The meeting, which will be held online, is set to be hosted by British Foreign Secretary Dominic Raab, who is deputising for Prime Minister Boris Johnson, who remains hospitalised after his coronavirus symptoms worsened earlier this week.
But just how long will the UK’s Coronavirus lockdown last for? And could Britain end up being the worst affected country in Europe by the pandemic?
Dr Jeremy Rossman, Honorary Senior Lecturer in Virology and President of Research in Aid Networks at the University of Kent, shares his views on the matter.
Sputnik: Could the UK end up being the worst affected country in Europe by the coronavirus?

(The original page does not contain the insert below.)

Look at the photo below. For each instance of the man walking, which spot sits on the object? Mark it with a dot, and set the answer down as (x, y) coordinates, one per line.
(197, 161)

Dr Jeremy Rossman: Unfortunately at this point of time it’s just too early to say. I have looked at the recent predictions compared to the UK predictions, and unfortunately at the point, the UK is at in the outbreak, it’s still at a very early stage in the increase of cases and deaths, and because of that, we are not able to have a high degree of accuracy of what the long-term prediction is.
There’s a huge amount of variability for either of the prediction models that have largely been used, and I do think that the University of Washington model s based more on current increasing rates of fatalities, instead of the increasing rates of cases.
Case numbers are actually starting to go down for daily numbers of cases, so it seems a little bit high, but it’s really too early to say whether that is accurate.
Sputnik: Could the coronavirus mutate?
Dr Jeremy Rossman: This is a big worry, and I’m not exactly sure how likely this is to occur, because coronaviruses are RNA viruses, and viruses that have RNA for their genome tend to mutate very rapidly, this is like the flu and it is the reason that we need a new flu jab every year.
Coronaviruses contain a specific mechanism in their replication, so they don’t mutate quite as quickly, so that reduces this risk, but if we are looking over a series of a year or two; then the risks of mutations that might start to evade our immune system, become more and more plausible.
This increases the risk that we might need to have a continuously reformulated vaccine if the virus sticks around for a long time. I don’t think that there is a huge risk in the short term of a mutation that dramatically changes how the virus behaves, but I think that we are looking more at mutations that might affect how the virus escapes immunity, but not so much of a risk of it being more severe or anything like that; it’s always a possibility, but the risks of that are much smaller.
Sputnik: How long will it take before a coronavirus vaccine becomes widely available?
Dr Jeremy Rossman: It will probably take at least twelve months, and it could be eighteen months, and it’s entirely possible that we will never have a vaccine that works.
Right now, we have several very promising vaccines that are undergoing trials, and a lot of these vaccines are based on platforms that have worked for other emerging infectious diseases such as the Ebola Virus or have been based on trial vaccines for other viruses like SARS.
I do have a lot of hope that we will be able to get a vaccine that will work well for COVID-19, but with all the clinical trials that are needed to make sure that the vaccine is safe and effective, then scaling up production and distribution it’s unlikely that we will have something any earlier than twelve months, even if things go very smoothly.
The views and opinions expressed in the article do not necessarily reflect those of Sputnik.